I personally feel that this may not work. Even if we figure out all the operating mechanisms of the brain and nervous system, we still cannot cover the cognitive field. For example, understanding the mechanism of pain receptors is more visually and logically, and you cannot perceive pain by this. In this way, we will find out why our own feeling is so unique. The model of nerve conduction can only give the connection, but not the source.
[ii] 比如说以神经科学的角度给出视觉,听觉等直观感觉的形成和信宿究竟在哪里,人类的神经系统如何形成空间时间这种范畴的,这种时间流逝感是如何形成的,视神经的输入如何形成的空间感。反思这些感受野的组成单元作为基本存在的原理。我个人难以想象如何解释基本存在的存在。康德将这些原理归纳为先天范畴,并认为物自体不可知。

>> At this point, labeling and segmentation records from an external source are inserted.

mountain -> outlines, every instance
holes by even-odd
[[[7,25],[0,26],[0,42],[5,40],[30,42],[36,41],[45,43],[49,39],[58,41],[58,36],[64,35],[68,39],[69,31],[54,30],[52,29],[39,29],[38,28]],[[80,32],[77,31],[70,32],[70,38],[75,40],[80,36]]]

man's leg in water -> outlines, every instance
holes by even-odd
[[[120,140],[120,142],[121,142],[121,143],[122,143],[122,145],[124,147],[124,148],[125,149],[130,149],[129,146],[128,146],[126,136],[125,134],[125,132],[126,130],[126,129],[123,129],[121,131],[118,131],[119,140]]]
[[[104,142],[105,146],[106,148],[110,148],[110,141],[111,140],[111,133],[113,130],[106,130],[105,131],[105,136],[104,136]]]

For example, from a neuroscience point of view, where is the formation of intuitive sensations such as vision and hearing and where the information is located, how the human nervous system forms the category of space and time, how this sense of time lapse is formed, and what is the input of the optic nerve A sense of space formed. Reflect on the constituent units of these receptive fields as the basic principle of existence. Personally, I can’t imagine how to explain the existence of basic existence. Kant summarized these principles into an innate category, and believed that the thing itself is unknowable.
[iii] 为什么数学体系无法被推翻,或者说该体系是唯一的呢?我认为可以从这一角度去解释,数学逻辑所研究的是各种对象之间的关系,重点在于对这些关系的分析,比如数量关系,函数变化关系,空间几何关系。这些关系的形成,是具有唯一性的,我们的大脑神经系统的结构预示着我们对于这些关系的理解必然只有一种体系。也就是说基础的数学框架体系是唯一的,这可以视为我们先天范畴的一部分。
Why can’t the mathematical system be overthrown, or that the system is unique? I think it can be explained from this perspective. What mathematical logic studies is the relationship between various objects, and the focus is on the analysis of these relationships, such as quantitative relationships, functional change relationships, and spatial geometric relationships. The formation of these relationships is unique. The structure of our brain and nervous system indicates that we must have only one system for understanding these relationships. In other words, the basic mathematical framework system is unique, which can be regarded as part of our innate category.
[iv] 比如微积分,其实就是数量关系抽象化程度提高了一些,由加法和乘法构造而来,微积分的提出并没有创造新的对象,只是这种抽象描述更精巧实用。
For example, calculus is actually the degree of abstraction of quantitative relations increased a bit. It is constructed from addition and multiplication. The introduction of calculus does not create new objects, but this abstract description is more sophisticated and practical.